Dias depois, no dia 2 de abril, Crivelatti conta que foi buscar Cid no aeroporto e que, ao deixá-lo em casa, o tenente-coronel entregou o Rolex. Câmara deixou o cargo de assessor do ex-presidente em outubro do ano passado.
"(Crivelatti) pegou o relógio Rolex e levou para sua residência para junto dos demais itens do kit de ouro branco; que como havia determinação do TCU [Tribunal de Contas da União] para que os itens fossem entregues em uma agência da Caixa Econômica Federal no dia seguinte, o declarante levou o kit de ouro branco completo para o escritório do partido PL, para a sala da assessoria do ex-presidente; que na sala o declarante entregou tudo para o coronel Câmara que, por sua vez, juntamente com um advogado, levou o kit para a agência da Caixa Econômica Federal no dia seguinte”, afirmou.
Em outro depoimento concedido em março deste ano, Crivelatti falou sobre as esculturas douradas de um barco e de uma palmeira que também foram entregues a Bolsonaro em uma viagem oficial. O militar afirmou que também levou as esculturas à sede do PL. O tenente-coronel Mauro Cid tentou vender as esculturas, mas não conseguiu porque elas não eram de ouro, segundo a investigação.

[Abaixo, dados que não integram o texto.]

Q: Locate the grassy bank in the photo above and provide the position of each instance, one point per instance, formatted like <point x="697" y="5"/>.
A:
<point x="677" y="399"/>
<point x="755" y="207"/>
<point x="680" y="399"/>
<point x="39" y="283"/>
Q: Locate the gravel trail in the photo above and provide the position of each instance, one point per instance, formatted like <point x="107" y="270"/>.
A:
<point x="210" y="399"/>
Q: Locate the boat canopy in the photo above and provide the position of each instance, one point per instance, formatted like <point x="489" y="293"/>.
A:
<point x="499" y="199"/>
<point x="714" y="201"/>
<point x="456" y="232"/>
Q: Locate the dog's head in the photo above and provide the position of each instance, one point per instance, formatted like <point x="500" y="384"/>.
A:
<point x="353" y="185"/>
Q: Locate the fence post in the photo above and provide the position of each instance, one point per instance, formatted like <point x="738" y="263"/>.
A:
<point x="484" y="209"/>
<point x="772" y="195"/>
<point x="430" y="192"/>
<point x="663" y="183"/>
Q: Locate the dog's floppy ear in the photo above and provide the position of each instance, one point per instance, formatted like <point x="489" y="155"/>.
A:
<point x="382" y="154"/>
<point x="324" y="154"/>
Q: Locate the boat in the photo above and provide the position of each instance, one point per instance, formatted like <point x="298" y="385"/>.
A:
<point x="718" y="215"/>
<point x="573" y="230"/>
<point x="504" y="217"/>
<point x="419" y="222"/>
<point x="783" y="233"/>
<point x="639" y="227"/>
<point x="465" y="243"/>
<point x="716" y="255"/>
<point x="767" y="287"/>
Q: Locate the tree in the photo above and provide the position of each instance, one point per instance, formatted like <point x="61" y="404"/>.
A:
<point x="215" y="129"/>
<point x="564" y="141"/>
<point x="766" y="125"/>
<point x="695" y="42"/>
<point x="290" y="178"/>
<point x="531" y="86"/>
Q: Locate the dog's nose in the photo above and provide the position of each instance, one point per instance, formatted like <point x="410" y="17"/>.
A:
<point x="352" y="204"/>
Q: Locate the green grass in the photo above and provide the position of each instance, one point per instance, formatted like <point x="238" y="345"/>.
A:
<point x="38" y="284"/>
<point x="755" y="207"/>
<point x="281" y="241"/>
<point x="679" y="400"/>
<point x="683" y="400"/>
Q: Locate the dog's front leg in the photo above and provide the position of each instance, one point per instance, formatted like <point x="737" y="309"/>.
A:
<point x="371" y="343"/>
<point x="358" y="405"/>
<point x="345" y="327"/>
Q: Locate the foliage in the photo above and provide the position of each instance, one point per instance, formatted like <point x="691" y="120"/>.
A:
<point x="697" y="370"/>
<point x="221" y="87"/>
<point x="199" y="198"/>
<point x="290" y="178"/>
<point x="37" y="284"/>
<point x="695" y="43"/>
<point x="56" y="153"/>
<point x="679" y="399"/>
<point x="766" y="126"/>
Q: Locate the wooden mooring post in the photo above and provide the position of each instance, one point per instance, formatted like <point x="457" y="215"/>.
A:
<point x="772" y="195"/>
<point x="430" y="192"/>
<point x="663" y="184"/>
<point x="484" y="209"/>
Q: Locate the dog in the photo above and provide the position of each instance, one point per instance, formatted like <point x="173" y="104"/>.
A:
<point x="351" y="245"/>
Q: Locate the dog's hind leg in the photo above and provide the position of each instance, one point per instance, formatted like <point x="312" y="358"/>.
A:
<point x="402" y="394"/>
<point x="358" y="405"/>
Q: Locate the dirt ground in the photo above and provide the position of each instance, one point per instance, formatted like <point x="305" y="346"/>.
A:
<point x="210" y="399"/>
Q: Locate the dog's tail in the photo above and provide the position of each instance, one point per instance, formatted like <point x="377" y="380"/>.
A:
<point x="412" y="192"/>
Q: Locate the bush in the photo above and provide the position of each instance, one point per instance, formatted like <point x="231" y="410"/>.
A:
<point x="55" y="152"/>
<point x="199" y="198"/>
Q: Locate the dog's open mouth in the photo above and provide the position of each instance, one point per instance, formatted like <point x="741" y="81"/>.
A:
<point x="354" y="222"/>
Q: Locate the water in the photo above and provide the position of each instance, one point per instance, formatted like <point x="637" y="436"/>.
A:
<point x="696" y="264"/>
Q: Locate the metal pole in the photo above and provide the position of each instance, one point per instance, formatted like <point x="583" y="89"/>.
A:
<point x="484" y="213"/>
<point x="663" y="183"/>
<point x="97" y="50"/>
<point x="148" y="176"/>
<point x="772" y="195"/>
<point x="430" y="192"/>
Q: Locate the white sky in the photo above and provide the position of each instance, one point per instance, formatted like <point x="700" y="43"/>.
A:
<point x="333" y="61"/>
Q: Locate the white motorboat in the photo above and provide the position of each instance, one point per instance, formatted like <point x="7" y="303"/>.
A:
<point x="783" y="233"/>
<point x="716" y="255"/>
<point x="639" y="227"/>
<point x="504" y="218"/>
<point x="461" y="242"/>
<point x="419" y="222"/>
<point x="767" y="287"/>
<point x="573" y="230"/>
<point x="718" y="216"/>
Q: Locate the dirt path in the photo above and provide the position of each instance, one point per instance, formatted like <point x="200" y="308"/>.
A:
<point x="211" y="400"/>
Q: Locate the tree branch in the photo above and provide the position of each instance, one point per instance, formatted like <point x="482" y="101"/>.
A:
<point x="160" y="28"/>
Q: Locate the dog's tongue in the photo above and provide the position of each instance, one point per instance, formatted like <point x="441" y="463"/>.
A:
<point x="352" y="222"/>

Conforme Crivelatti, foi o general Mauro Lourena Cid, pai de Cid, que lhe entregou as esculturas em maio do ano passado. Na ocasião, segundo o depoente, os dois se encontraram em um restaurante em Brasília depois que o general o ligou dizendo que precisava entregar alguns bens “que seriam de propriedade do ex-presidente”.
O assessor, então, afirmou que no mesmo dia levou as esculturas à sala da assessoria de Bolsonaro na sede do PL. No local, ele e Câmara consultaram o sistema que registra o acervo privado do ex-presidente e constataram que os objetos não estavam registrados. Crivelatti conta que levou as esculturas à fazenda Piquet, uma propriedade do ex-piloto de Fórmula 1 Nelson Piquet, “deixando o material junto com os itens do acervo privado do ex-presidente”.
Em nota, o PL afirmou que "não tem conhecimento sobre qualquer kit de joias que tenha sido supostamente levado à sede do Partido".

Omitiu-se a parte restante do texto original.